15
Fue un día deprimente, aplastante. El ambiente estaba muy tenso y Jessica, cada vez más inquieta, se preguntaba cómo era posible que los demás no se dieran cuenta.
Ricarda había desaparecido tras el sermón de su padre. No había bajado a desayunar, lo cual era de esperar, pero, como tampoco apareció a la hora de la comida, Alexander subió a su habitación. Volvió con el rostro desencajado.
—Se ha ido —dijo.
Jessica, que al final logró llegar a tiempo, sudorosa y sin aliento, y sentarse a la mesa bajo la suspicaz mirada de Patricia y sin haber tenido tiempo siquiera de lavarse las manos o pasarse un peine para deshacer los enredos de su cabello, intentó restarle importancia.
—Quizá esté en el jardín, o haya ido a dar un paseo.
—Le dije claramente que la quería aquí a la hora de comer —dijo Alexander.
Jessica lo miró.
«No te preocupes tanto —intentó decirle con la mirada—, no pasa nada grave, de verdad que no». Pero él miró hacia otro lado y Jessica comprendió que se sentía traicionado por ella. No tendría que haberse ido de paseo. Más aún: tendría que haber compartido con él todo aquel drama. Haber hablado con él. Haberse involucrado más. Alexander pensaba que ella lo había dejado en la estacada, desentendiéndose del problema, renunciando a sus responsabilidades. Ella le había dejado claro que se trataba de la hija de él, no de la de ambos.
Se sentía herido.
Diane y Sophie parecían haber llorado y no probaron bocado. De haber sido por ellas seguro que ni siquiera habrían bajado al comedor, pero, por supuesto, Patricia las habría obligado. Jessica se preguntó qué habría ocurrido. Quizá llegara a enterarse, o quizá no. Aquella casa estaba plagada de secretos.
«Al fin y al cabo tampoco tengo por qué enterarme de todo», intentó conformarse.
Leon cenó sumido en sus pensamientos, se disculpó en cuanto acabó la comida y se retiró a su habitación.
Entonces Patricia anunció que se iba con las niñas a Haworth para visitar las ruinas de Top Within y rememorar Cumbres borrascosas.
—¿No vais a montar? —preguntó Jessica, sorprendida.
—Ya hemos ido esta mañana —respondió Patricia con rapidez.
Diane rompió a llorar, pero su madre no le hizo caso.
—¿Quieres venir? —preguntó a Evelin.
Evelin le respondió que todavía no podía caminar bien por culpa del tobillo, y Patricia le soltó un discursito sobre el deporte y la necesidad de prepararse adecuadamente antes de emprender la práctica de una modalidad nueva. Todos se sintieron aliviados cuando por fin se marchó con sus hijas.
Tim convenció a Alexander de ir a dar un paseo.
«Querrá darle algún consejo psicológico para mejorar su relación con su rebelde hija», pensó Jessica, y se sorprendió al descubrir la agresividad que despertaba en ella aquel pensamiento.

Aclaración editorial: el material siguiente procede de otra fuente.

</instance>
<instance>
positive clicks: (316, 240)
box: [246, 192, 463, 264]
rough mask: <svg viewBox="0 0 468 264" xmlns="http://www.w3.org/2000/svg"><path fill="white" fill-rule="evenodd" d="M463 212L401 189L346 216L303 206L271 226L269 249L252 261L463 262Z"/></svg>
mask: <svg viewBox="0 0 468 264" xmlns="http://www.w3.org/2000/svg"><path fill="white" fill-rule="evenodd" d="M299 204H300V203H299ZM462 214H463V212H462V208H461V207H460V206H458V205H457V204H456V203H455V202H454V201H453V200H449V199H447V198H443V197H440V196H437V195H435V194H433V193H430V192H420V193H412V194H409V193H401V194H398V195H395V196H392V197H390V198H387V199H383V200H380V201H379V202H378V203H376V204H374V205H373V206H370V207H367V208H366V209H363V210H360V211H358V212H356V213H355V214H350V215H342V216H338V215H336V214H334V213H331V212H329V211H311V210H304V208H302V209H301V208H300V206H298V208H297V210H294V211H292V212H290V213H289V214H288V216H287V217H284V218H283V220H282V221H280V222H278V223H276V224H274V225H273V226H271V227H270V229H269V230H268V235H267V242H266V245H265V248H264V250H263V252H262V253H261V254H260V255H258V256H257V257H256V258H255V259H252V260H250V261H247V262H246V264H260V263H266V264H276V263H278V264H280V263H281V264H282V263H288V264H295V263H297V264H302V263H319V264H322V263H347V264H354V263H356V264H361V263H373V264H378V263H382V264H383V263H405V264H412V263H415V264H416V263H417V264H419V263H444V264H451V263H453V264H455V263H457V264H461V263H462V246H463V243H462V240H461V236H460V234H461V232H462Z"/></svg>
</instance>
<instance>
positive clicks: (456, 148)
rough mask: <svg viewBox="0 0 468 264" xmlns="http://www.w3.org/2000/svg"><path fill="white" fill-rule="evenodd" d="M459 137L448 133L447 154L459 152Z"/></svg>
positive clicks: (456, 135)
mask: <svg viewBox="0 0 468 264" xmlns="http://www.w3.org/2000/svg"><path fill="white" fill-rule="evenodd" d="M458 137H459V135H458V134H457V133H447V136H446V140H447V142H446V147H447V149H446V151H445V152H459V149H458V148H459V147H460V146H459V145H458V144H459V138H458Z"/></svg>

A media tarde se sentó frente a la chimenea con Evelin para tomar café. Fuera hacía sol, pero el día era fresco y ventoso y no podía estarse en la terraza. Los demás aún no habían vuelto y Leon seguía en su habitación. Evelin parecía más relajada de lo normal. Tras el café se tomó varias copitas de licor y explicó a Jessica los apuros económicos que estaba atravesando Leon y la deuda que mantenía con Tim.
—De ahí que Diane y Sophie no puedan seguir yendo a montar —le dijo—, y es muy probable que tengan que vender su casa de Múnich.
—Pero ¿por qué nadie habla del tema? —preguntó Jessica—. ¿Por qué Patricia se comporta como si no hubiera ningún problema? ¡Sois amigos desde hace mil años!
Evelin se encogió de hombros.
—No está dispuesta a aceptar que su vida no sea perfecta. Aunque estuviera en su lecho de muerte seguiría diciendo a todo el mundo que se encuentra fenomenal.
A la hora de la cena volvieron a reunirse todos, pero ninguno habló demasiado.
Ricarda seguía en paradero desconocido.
Leon apenas probó la comida y parecía sobresaltarse cuando alguien le dirigía la palabra.
A Patricia le había dado el sol durante su paseo, y con la piel bronceada, el pelo rubio y el jersey rojo estaba sencillamente guapísima. Y también, curiosamente, parecía más intrépida y resuelta. Como si hubiera decidido tomar parte en una batalla. Todo lo contrario que su marido, que parecía al borde de la depresión y cada día se empequeñecía un poco más.
Alexander apenas abrió la boca.
A las once de la noche Ricarda aún no había vuelto.
Aquel angustioso día acabó con la misma tristeza con la que empezó.